Die Bürgenhaftung erscheint auch nicht deshalb als unangemessen, weil dem Haupt­un­ter­nehmer keine Möglichkeiten zur Verfügung stünden, um sich vor der Inanspruchnahme durch die Arbeitnehmer zu schützen. Nach der verfas­sungs­rechtlich nicht zu beanstandenden Vorstellung des Gesetzgebers soll sich der Haupt­un­ter­nehmer gerade darum bemühen, nur Nachunternehmer zu beauftragen, die eine größtmögliche Gewähr für die Erfüllung der Mindest­lohn­ansprüche der Arbeitnehmer bieten. Eine Unzumutbarkeit der Bürgenhaftung folgt auch nicht daraus, dass sie dem Haupt­un­ter­nehmer verschul­den­su­n­ab­hängig ohne hinreichende Verant­wor­tungs­be­ziehung zu dem die Haftung auslösenden Sachverhalt auferlegt würde.
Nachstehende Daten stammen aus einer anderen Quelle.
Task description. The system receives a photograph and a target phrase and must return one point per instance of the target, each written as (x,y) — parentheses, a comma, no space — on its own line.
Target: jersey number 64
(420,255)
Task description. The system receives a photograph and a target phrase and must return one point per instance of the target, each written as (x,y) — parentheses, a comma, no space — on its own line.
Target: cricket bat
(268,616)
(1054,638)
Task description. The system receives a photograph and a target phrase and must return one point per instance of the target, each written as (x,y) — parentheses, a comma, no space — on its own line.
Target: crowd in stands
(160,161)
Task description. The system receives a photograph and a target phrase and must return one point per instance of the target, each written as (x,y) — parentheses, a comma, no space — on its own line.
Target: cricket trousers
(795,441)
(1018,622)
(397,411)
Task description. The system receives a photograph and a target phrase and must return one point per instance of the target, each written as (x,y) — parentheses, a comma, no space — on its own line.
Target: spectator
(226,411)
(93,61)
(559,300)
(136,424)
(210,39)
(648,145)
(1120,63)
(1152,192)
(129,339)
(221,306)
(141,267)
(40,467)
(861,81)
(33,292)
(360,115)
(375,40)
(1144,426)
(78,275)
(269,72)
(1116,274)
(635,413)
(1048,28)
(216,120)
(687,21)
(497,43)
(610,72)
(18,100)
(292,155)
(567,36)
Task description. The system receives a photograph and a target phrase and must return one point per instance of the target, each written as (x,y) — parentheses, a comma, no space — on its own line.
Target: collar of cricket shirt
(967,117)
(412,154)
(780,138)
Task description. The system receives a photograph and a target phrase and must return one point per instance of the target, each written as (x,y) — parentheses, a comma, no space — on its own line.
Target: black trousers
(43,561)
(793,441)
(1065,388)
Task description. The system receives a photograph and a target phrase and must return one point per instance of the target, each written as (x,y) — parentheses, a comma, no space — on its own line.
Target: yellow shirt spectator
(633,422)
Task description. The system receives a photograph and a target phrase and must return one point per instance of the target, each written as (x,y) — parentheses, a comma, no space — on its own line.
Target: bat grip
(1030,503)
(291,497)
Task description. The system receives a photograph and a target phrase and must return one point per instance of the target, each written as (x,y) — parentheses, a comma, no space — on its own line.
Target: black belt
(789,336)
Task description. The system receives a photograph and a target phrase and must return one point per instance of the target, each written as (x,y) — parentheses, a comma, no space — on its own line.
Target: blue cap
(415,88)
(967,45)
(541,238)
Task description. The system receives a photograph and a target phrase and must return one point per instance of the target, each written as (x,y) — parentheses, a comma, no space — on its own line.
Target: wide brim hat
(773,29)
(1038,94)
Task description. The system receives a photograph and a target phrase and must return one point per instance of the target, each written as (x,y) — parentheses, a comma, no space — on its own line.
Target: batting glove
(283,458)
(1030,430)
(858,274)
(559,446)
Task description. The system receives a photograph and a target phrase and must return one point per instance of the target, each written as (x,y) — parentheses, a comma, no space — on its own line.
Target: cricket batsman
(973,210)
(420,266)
Erfüllt der vom Haupt­un­ter­nehmer beauftragte Nachunternehmer die Mindest­lohn­ansprüche seiner Arbeitnehmer nicht, verwirklicht sich genau das zusätzliche Risiko, das der Haupt­un­ter­nehmer geschaffen hat, indem er sich des Nachun­ter­nehmers zur Ausführung der von ihm geschuldeten, aber nicht durch eigene Arbeitnehmer erbrachten Bauleistungen bedient hat.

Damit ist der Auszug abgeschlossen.